Holy shit, Microsoft have made an offer to buy Yahoo, for a generous US$44.6bn. I hope that this doesn't happen; given how Microsoft are fond of leveraging their power to lock people into using their products, a Microsoft-owned Yahoo would be bad news. We could probably expect things like YUI going the way of the Dimension X Java VRML libraries (remember those?) and Flickr being rewritten as a Silverlight application and/or requiring Windows Vista/7 to upload photos.

acquisitions flickr lock-in microsoft silverlight windows yahoo 1

The Independent lists the musical pasts of various public figures:

Silvio Berlusconi: Politician

The Italian media magnate and former prime minister paid his way through university by singing and playing the piano on cruise ships. He has been known throughout his colourful political career for his habit of breaking into song unexpectedly.

A C Grayling: Philosopher

Grayling, a professor of philosophy at Birkbeck College, University of London, and the author of a biography of William Hazlitt and other books, was once part of the expat rock scene in Northern Rhodesia – now Zambia – where he was born in 1949.

He says: "From the ages of 14 to 16, I was in a group called the Rebels – three guitars and a drummer.
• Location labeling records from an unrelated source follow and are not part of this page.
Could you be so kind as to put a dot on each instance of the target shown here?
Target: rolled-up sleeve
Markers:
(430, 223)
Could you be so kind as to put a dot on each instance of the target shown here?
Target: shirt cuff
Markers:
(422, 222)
I started as the bass guitarist but then it turned out that not only could I not sing well, I couldn't sing at all and play the bass guitar, so I graduated to the rhythm guitar. I wore a pair of black, plastic-sided, high-heeled 'Beatle' boots that were two sizes too small. I thought I was the bee's knees."

The article mentions a number of other famous people who had played music in their pasts (such as comedian Ricky Gervais, who was a new-romantic sensation (though only in the Philippines), Jamie Oliver's third-division Britpop career, and Tony Blair's infamous student rock-band past. One notable example not mentioned, though, is US Black Muslim leader Louis Farrakhan's former career as a calypso singer.

a.c. grayling celebrity louis farrakhan music silvio berlusconi 0

Evolutionary biologist Carl Zimmer looks at evidence suggesting that romantic love is a biological adaptation, and is not unique to humans; a far cry from the blank-slater hypothesis that romantic love is a cultural construct invented by mediæval troubadors and/or Mills & Boon, and before that everything was unromantically practical arranged marriages and dynastic property transactions:

There are reasons to conclude that romance as well was shaped by the unsentimental hand of evolution. We humans don't have a monopoly on oxytocin and other molecules linked to feeling in love. Love may switch on reward pathways in our brains, but other animals have similar--if simpler--reward pathways too.
In her experiments, Haselton finds evidence for love as an adaptation. She and her colleagues have people think about how much they love someone and then try to suppress thoughts of other attractive people. They then have the same people think about how much they sexually desire those same partners and then try again to suppress thoughts about others. It turns out that love does a much better job of pushing out those rivals than sex does. Haselton argues that this effect is exactly what you'd expect if sex was a drive to reproduce and love was a drive to form a long-term commitment.

(via Mind Hacks) evolution evolutionary psychology human nature love nature vs. nurture 6

There are red faces at Woolworths in the UK, after someone decided that "Lolita" would be a good name for a childrens' bed range. Oops!

branding faux pas lolita oops uk unintentionally hilarious 0

EPIC FAIL The Guardian reports that users of Windows Vista are experiencing severe audio performance problems, with choppy, glitchy audio from applications, which is annoying home users and driving professional musicians to old copies of XP or else the Apple store. The Graun article gives the reasons a cursory examination, essentially writing them off as growing pains of a shift to a new, improved driver model, though somehow managing to miss the elephant in the room, i.e., that at any time when there is the possibility that a Windows Vista machine might come into contact with copyrighted audio or video content, a draconian DRM regime kicks in, diverting a large proportion of the machine's resources into ensuring that you, the user, cannot do anything with the content that you're not explicitly permitted to.